A fraude começa antes da urna
A obsessão com máquinas de votação ou cédulas de papel nas urnas banaliza as denúncias e esconde a verdadeira vulnerabilidade das democracias latino-americanas: o controle das candidaturas, da informação, da logística e das regras do jogo. Por causa disso, quase que na totalidade das vezes, o grito de fraude eleitoral virou palavra de perdedor.
Basta perder uma eleição para que algum candidato, partido ou influenciador descubra, subitamente, que as urnas eram suspeitas, o sistema estava programado e uma conspiração internacional havia escolhido o vencedor com antecedência.
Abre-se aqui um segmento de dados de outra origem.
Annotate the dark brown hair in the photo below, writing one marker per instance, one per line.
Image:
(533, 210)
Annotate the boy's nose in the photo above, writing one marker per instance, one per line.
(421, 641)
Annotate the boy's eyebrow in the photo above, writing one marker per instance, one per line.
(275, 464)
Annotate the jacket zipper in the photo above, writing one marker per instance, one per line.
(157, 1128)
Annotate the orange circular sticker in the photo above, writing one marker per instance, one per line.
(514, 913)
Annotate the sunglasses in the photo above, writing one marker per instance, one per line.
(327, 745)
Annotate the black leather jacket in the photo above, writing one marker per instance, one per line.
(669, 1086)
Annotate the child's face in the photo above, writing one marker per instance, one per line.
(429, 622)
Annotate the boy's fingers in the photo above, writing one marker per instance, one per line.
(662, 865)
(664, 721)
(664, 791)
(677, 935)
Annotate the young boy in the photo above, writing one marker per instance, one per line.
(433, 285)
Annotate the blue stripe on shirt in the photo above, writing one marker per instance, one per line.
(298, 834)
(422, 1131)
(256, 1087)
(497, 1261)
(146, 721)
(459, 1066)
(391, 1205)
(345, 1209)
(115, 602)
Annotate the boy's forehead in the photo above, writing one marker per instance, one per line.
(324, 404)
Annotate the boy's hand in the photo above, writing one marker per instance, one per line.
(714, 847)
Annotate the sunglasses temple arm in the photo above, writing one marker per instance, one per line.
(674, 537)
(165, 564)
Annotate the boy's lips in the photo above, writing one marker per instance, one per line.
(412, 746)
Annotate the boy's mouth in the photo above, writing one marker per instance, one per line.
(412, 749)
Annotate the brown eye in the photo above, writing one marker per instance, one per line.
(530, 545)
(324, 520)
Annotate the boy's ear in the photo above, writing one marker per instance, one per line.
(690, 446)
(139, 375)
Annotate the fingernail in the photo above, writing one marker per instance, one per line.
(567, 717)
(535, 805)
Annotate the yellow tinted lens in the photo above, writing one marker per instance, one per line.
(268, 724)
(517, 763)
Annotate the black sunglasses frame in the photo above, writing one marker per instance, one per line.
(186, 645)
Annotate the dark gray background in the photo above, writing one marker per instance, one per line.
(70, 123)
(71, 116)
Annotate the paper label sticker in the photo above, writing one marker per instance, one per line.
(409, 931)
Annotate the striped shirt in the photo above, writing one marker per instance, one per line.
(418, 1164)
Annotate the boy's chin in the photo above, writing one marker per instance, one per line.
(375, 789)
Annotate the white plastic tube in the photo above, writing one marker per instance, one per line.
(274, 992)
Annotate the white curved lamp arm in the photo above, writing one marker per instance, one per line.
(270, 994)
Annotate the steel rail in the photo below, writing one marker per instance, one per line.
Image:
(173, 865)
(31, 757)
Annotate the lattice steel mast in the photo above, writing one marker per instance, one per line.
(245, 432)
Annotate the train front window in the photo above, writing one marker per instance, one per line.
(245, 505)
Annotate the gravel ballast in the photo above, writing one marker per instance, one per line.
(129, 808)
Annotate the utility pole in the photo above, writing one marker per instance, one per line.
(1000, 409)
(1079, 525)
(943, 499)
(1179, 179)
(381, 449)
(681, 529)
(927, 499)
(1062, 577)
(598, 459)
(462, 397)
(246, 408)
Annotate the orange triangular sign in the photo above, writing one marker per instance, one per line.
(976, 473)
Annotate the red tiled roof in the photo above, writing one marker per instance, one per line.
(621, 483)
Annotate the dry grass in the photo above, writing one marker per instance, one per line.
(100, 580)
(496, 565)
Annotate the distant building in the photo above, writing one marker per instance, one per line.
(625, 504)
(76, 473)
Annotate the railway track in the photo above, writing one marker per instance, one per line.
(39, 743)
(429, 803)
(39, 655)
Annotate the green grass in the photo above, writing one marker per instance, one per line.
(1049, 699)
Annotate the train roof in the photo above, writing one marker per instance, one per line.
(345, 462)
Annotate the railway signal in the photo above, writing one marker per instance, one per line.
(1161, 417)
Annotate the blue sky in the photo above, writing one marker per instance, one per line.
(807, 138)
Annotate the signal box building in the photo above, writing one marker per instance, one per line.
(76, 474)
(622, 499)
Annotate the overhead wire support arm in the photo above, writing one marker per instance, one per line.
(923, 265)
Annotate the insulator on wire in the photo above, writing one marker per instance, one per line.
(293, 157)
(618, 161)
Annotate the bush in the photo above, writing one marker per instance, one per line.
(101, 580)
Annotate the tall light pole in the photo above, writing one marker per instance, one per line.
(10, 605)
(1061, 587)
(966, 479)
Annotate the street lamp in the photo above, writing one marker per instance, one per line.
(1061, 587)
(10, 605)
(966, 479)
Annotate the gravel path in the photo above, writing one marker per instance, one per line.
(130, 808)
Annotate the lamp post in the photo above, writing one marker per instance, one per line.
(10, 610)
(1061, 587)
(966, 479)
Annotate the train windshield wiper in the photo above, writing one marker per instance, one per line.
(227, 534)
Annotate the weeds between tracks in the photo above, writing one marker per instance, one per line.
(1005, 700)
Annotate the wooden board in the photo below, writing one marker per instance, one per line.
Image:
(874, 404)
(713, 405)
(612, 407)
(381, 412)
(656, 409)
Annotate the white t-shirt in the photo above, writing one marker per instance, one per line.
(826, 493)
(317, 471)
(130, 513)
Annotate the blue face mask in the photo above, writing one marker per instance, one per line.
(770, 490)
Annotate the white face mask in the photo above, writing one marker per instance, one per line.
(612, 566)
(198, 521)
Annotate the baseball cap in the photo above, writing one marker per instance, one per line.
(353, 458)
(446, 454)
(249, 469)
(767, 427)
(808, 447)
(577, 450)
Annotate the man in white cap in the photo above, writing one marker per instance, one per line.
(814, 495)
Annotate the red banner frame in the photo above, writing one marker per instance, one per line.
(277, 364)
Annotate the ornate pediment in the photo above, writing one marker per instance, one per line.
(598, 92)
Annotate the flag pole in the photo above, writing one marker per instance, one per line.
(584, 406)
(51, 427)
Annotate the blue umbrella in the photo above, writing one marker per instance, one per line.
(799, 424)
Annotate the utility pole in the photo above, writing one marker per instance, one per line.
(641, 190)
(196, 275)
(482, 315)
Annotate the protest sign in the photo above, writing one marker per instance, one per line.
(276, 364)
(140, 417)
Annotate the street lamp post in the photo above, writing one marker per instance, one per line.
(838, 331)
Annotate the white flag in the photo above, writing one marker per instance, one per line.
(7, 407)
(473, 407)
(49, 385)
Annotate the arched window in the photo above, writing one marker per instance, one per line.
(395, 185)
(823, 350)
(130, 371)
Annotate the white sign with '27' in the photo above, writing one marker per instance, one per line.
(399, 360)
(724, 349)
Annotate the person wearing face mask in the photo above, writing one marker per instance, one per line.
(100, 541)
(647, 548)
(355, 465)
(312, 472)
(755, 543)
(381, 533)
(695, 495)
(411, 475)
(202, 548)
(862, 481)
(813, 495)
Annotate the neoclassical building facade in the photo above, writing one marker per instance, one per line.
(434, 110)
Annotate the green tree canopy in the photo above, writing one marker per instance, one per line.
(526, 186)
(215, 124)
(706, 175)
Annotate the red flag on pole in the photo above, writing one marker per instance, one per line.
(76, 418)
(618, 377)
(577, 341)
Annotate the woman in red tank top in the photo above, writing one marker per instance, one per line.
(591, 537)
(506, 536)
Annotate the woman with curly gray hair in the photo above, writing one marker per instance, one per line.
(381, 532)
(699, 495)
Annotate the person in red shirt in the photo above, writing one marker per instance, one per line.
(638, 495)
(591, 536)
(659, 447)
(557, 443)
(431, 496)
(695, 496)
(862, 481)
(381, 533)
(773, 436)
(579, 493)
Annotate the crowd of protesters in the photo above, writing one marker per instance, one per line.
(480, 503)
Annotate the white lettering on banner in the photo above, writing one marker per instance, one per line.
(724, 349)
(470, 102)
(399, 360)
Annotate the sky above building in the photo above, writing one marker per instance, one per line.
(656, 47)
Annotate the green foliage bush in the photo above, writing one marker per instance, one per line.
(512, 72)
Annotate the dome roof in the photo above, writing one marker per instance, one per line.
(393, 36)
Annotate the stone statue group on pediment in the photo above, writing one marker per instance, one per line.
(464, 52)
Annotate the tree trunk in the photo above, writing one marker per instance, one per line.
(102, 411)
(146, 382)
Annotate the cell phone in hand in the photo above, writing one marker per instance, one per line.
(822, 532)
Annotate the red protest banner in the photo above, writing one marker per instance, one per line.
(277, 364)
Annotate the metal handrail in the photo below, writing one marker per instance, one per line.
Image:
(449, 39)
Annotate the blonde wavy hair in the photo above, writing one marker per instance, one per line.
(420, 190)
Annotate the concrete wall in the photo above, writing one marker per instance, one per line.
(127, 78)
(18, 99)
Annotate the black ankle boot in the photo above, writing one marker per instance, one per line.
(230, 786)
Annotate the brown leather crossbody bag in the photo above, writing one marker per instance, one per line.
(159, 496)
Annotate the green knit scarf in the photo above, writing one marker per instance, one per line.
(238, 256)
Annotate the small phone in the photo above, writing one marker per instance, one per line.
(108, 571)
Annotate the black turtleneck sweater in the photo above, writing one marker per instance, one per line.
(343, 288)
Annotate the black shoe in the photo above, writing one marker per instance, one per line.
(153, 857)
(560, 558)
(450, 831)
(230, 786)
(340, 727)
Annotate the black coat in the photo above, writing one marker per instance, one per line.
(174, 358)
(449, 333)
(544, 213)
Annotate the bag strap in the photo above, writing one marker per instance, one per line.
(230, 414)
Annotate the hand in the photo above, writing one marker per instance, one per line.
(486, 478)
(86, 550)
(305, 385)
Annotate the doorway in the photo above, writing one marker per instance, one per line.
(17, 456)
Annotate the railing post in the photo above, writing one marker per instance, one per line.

Não importa se o país usa cédulas de papel, máquinas eletrônicas ou uma combinação dos dois. A derrota passou a ser tratada como prova do crime.
A direita faz isso. A esquerda também. Em comum, ambas produzem o mesmo estrago: transformam uma acusação gravíssima em uma retórica que esvazia o problema real. Quando tudo é fraude, nada mais é fraude. E para que então eleição se elas não servem para nada? Isso é uma capitulação que faz mal a um dos pilares da democracia. Pilar esse que está, sim, sob ameaça, mas não pela maneira que muitos querem que pensemos que esteja.
A banalização esvazia o debate público, alimenta a indústria digital da indignação e polarização e destrói a capacidade de distinguir uma eleição apertada de uma eleição manipulada. O derrotado ganha uma desculpa. O vencedor perde legitimidade. E os verdadeiros fraudadores recebem o melhor dos presentes: uma cortina de fumaça.
Tenho observado o caos eleitoral da América Latina e tenho uma sensação de que o erro está em imaginar que uma eleição se resume aos minutos passados diante da urna. O voto é apenas o capítulo final de um processo que começa meses antes. A integridade eleitoral depende de quem pode concorrer, de quem pode falar, das regras impostas às campanhas, da liberdade da imprensa, da logística dos locais de votação, da fiscalização, da cadeia de custódia das atas........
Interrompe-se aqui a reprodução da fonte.